Pg_branch: Experimental Postgres extension brings Neon-like branching

Daily Digest email

Get the top HN stories in your inbox every day.

sverhagen

I think I saw an Uber-engineer's presentation (YouTube; can't find it now anymore) about their test environment having the ability to automatically fork the database for every new test run, such that they could easily "revert" (in their case ignore/walk away from) the database after a test run. I find that an appealing idea, since regular test runs in the places where I work, tend to create cruft data in the test enviroment that is lopsided and voluminous in ways that do not properly represent the production system anymore. (And no one wants to troubleshoot performance issues that only ever exist in the test environment.) I have to imagine that pg_branch might be part of building a solution similar to this? Could people speak to some practical applications for this? Maybe I'm thinking about entirely the wrong one here...

petepete

> about their test environment having the ability to automatically fork the database for every new test run, such that they could easily "revert" (in their case ignore/walk away from) the database after a test run

I think this should be really straightforward by using one database as a template for another. This is how Postgres's create database works and it defaults to Template1

https://www.postgresql.org/docs/current/manage-ag-templatedb...

jasfi

The intention of pg_branch is to optimize this process. They mention two problems:

1. The template database can't have active connections during the CREATE DATABASE process.
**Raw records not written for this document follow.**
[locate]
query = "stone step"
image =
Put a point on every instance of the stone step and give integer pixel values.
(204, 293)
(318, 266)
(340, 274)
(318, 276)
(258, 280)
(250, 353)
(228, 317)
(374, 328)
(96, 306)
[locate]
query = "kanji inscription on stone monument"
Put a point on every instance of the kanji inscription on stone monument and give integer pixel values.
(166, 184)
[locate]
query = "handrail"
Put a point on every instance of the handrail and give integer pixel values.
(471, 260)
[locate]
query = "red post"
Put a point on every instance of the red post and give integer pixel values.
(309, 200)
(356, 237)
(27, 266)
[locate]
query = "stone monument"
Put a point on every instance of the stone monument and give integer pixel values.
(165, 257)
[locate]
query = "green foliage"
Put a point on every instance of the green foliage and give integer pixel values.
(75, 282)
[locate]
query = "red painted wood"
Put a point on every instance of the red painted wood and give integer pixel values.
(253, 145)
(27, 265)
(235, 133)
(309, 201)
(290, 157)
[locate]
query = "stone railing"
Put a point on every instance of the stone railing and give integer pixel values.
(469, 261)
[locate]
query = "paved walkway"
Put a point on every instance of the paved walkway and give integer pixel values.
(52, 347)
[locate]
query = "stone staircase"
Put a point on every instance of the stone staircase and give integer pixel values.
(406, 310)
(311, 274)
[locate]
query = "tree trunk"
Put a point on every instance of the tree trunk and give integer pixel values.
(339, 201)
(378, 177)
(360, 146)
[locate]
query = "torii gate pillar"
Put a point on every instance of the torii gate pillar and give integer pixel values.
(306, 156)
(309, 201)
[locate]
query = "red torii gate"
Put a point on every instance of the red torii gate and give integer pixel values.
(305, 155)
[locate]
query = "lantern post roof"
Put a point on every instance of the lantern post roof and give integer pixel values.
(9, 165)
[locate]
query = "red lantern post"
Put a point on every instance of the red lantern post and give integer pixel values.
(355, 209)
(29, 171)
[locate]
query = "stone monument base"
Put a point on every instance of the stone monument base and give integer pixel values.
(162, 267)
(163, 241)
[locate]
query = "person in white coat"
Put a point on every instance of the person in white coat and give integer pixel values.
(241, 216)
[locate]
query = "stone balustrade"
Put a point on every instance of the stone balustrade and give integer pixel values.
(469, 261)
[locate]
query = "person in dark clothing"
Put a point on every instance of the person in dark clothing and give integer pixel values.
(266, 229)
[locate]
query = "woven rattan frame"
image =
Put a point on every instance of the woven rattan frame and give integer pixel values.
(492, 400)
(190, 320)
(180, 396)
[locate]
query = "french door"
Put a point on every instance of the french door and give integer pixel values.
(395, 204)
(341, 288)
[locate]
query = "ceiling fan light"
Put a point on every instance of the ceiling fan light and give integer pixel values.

2. The CREATE DATABASE from a template database can be slow for large DBs.

ilyt

> The template database can't have active connections during the CREATE DATABASE process.

Why would that be a problem ?

dalore

If you have lots of data, this can take some time

The appeal of this project is that it uses CoW (copy on write), so in theory it should be fast to copy as it only maintains writes.

Zanfa

A common pattern in Ruby-world is running each test case in a database transaction that is rolled back. A simple way to keep a clean slate in your test database.

sverhagen

Been there, done that, but please beware, this means that you're missing out on some nuanced behaviors that you would get if your subject under test would actually commit the transaction. I moved away from this entirely. A more-reliable setup is to let the test commit real transactions, and cleanup afterwards. You might be able to do that by calling "delete" on all repository instances, in the tearDown method of your tests. Or you could use something like Flyway to reset and reinitialize the database entirely before every test. That sounds expensive, and it certainly depends on the kind of project we're talking, but if this is a moderately-sized microservice, and you're running tests scoped to just that microservice, the setup shouldn't be too crazy, and this may actually run pretty smooth. (We run our database in a Testcontainers instance.)

vb-8448

It's also quite common in python and I guess in any other language. It's great for unittests, but not suitable for integration or end-to-end tests.

prpl

Salesforce does this for customers:

https://developer.salesforce.com/blogs/2022/09/sandboxes-on-...

vasco

We have something like this with gitlab "review apps". Each MR launches an env with its own db that applies migrations and fake data inserters, so each MR has its own db at current state of MR.

mj4e

For anyone wondering what "Neon-like branching" is, this is worth a read: https://neon.tech/blog/database-branching-for-postgres-with-...

nerdyadventurer

Is branching library open sourced?, AFAIK Neon is.

wdb

How does this differ with Postgres AI's thin cloning and database branching? https://github.com/postgres-ai/database-lab-engine

nalexpear

It's very similar! Postgres.ai is built on ZFS and is a separate application that manages the file system and its branches/"thin clones". pg_branch is an extension that hooks directly into Postgres's own commands (specifically, CREATE DATABASE) to trigger branching.

vb-8448

Postgres AI seems to be a "managed solution" while this is an extension you could use on your self-hosted instance. But, under the hood, they are very similar.

samokhvalov

Underlying DBLab Engine is FOSS (Apache 2.0), with API, CLI and UI https://github.com/postgres-ai/database-lab-engine

klysm

Yea but there’s incentive to obscure it given the managed solution. I view it as high risk

bhouston

Interesting that branching is now better supported and almost free. I wonder if merging can be simplified or whether it already is as simple and as fast as it can be?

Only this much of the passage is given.